Fortuitous Forgetting in Connectionist Networks

Overview

Fortuitous Forgetting in Connectionist Networks

Introduction

This repository includes reference code for the paper Fortuitous Forgetting in Connectionist Networks (ICLR 2022).

@inproceedings{
  zhou2022fortuitous,
  title={Fortuitous Forgetting in Connectionist Networks},
  author={Hattie Zhou and Ankit Vani and Hugo Larochelle and Aaron Courville},
  booktitle={International Conference on Learning Representations},
  year={2022},
  url={https://openreview.net/forum?id=ei3SY1_zYsE}
}

Targeted Forgetting

This code implements the experiments on partial weight perturbations and their effects on easy or hard examples. Scripts are stored in /targeted_forgetting.

To run KE-style forgetting:

python mixed_group_training.py --seed 1 --train_perc 0.1 --random_perc 0.1 --keep_perc 0.5 --train_iters 50000 --fname new_rand_reinit_train0.1_mislabel0.1 --no_wandb

To run IMP-style forgetting:

python mixed_group_training.py --seed 1 --train_perc 1 --random_perc 0.0 --keep_perc 0.3 --train_iters 50000 --weight_mask --reset_to_zero --rewind_to_init --margin_groups --fname new_weight_rewind_zero_train1_margin0.1 --no_wandb

Later Layer Forgetting

This code builds upon the repository for Knowledge Evolution in Neural Networks. Scripts are stored in /llf_ke.
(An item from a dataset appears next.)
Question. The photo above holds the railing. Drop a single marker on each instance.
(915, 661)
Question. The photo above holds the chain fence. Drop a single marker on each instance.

To run 10 generations of LLF on the Flower102 dataset:

python train_KE_cls.py --epochs 200 --num_generations 11 --name resetlayer4_flower_resnet18 --weight_decay 0.0001 --arch Split_ResNet18 --reset_layer_name layer4 --set Flower102 --data $DATA_DIR --no_wandb

To run 10 generations of KE:

python train_KE_cls.py --epochs 200 --num_generations 11 --name ke_kels_flower_resnet18 --weight_decay 0.0001 --arch Split_ResNet18 --split_rate 0.8 --split_mode kels --set Flower102 --data $DATA_DIR --no_wandb

To run 10 generations-equivalent of the long baseline on the Flower102 dataset:

python train_KE_cls.py --epochs 2200 --num_generations 1 --name resetlayer4_flower_resnet18_long2200 --weight_decay 0.0001 --arch Split_ResNet18 --reset_layer_name layer4 --set Flower102 --eval_intermediate_tst 200 --data $DATA_DIR --no_wandb

To run freeze later layers experiment:

python train_KE_cls.py --epochs 200 --num_generations 11 --name resetlayer4_flower_resnet18_freeze_reset_layers --weight_decay 0.0001 --arch Split_ResNet18 --reset_layer_name layer4 --data $DATA_DIR --set Flower102 --reverse_freeze --freeze_non_reset --optimizer sgd_TEMP --no_wandb

To run freeze early layers experiment:

python train_KE_cls.py --epochs 200 --num_generations 11 --name resetlayer4_flower_resnet18_freeze_nonreset_layers --weight_decay 0.0001 --arch Split_ResNet18 --reset_layer_name layer4 --data $DATA_DIR --set Flower102 --freeze_non_reset --optimizer sgd_TEMP --no_wandb

To run freeze later layers with fixed seed experiment:

python train_KE_cls.py --epochs 200 --num_generations 11 --name resetlayer4_flower_resnet18_freeze_reset_layers --weight_decay 0.0001 --arch Split_ResNet18 --reset_layer_name layer4 --data $DATA_DIR --set Flower102 --reverse_freeze --freeze_non_reset --optimizer sgd_TEMP --seed 0 --fix_seed --no_wandb

Ease-of-teaching

This code builds upon the repository for Ease-of-Teaching and Language Structure from Emergent Communication. Scripts are stored in /ease_of_teaching.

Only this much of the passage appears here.